Subject: Re: lock-free data structures
To: David Laight <david@l8s.co.uk>
From: None <jonathan@dsg.stanford.edu>
List: tech-kern
Date: 01/05/2006 17:41:51
In message <20060105222457.GJ12021@snowdrop.l8s.co.uk>,
David Laight writes:

[..]

>> Apologies if I misremember the exact details, its been... what, a decade?
>
>What I intended to say, is that the rmw cycle done by a exchange instruction
>(or a compare an exchange) is much the same expensive operation as
>acquiring an lock (given you expect it to be uncontended).
>
>The lock release is typiaclly free - since it gets snooped by the next
>request.
>
>There is also the issue that with expensive (ie slow) hardware rmw cycles
>the lock memory location itself becomes a 'hotspot' so you need finer
>grain locking.

Well, but here you are taking as axiomatic that the atomic operations
*is* implemented as a hardware lock on the memory subsystem.  Whereas
ll/sc, or CAS/CAS2, aren't specified that way and typically don't
actually work that way.

>But yes we need per-cpu free lists [1], per-cpu stats.
>I'd go for ditching all these separate pools we currently have for
>a decent SMP allocator.

"Decent" is in the eye of the beholder. Baed on the numbers I posted
earlier, I specifically want multiple {allocator, deallocator} pairs
for the same (type-stable) kind of underlying object, viz, mbufs, mbuf
clusers, and (mbuf header plus cluster) pairs. 

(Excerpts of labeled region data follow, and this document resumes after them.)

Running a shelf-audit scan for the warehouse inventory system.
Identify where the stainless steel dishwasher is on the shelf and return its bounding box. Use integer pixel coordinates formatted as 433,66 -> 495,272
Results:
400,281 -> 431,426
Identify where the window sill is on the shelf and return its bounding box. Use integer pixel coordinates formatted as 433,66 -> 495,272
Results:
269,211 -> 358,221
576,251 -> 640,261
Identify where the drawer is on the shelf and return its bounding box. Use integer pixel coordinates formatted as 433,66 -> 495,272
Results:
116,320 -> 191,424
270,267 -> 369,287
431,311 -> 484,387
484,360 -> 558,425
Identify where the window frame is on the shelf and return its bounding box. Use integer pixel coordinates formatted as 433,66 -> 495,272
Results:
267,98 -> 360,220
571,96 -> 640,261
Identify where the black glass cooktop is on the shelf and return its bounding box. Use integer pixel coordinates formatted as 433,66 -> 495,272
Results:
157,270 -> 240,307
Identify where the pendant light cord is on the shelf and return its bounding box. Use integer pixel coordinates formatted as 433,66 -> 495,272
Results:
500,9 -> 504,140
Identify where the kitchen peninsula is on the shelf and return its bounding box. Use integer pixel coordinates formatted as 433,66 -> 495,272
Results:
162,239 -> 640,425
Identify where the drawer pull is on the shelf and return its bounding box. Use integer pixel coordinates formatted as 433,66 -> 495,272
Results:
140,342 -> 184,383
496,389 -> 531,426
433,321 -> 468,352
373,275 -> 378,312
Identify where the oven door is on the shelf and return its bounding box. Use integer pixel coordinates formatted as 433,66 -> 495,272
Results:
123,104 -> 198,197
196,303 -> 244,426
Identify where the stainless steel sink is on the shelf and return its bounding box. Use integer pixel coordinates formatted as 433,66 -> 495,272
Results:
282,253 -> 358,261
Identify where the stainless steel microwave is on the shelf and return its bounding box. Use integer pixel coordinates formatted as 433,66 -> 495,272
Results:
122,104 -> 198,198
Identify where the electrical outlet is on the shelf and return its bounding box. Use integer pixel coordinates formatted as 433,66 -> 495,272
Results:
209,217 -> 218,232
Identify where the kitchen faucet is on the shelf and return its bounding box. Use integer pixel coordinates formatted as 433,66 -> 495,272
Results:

A patch is probably shorter than text at this point....



>For TCP is it probably enough to get data for separate connections
>running in parallel....

Do you mean multiple 10GbE streams in parallel? That'd be nice, but
seeing as we currently can't handle more than about 500 Mbyte/sec, we
have a long way to go to get there.

Conversely, if what your'e trying to say is something like

  ``multiple single 1GbE streeams running in parallel, using at most
   1 CPU pre stream, is probably enough''

then I disagree. Down that path lies the same, well-known [1] set of
naive [2], which are well-known to yield a stack in which single-stream
performance is slower, considerably slower, than the status-quo-ante:
namely, well-tuned, biglock, spl-synchronized, code.

[1, 2]: as seen by people who have prior experience with parallelising
high-performance TCP/IP stacks for SMP hardware, for single flows
fatter than a single CPU can handle.  Think IRIX.


>	David
>
>[1] and being aware of the code that tends to 'pump' free items from
>one cpu to another.....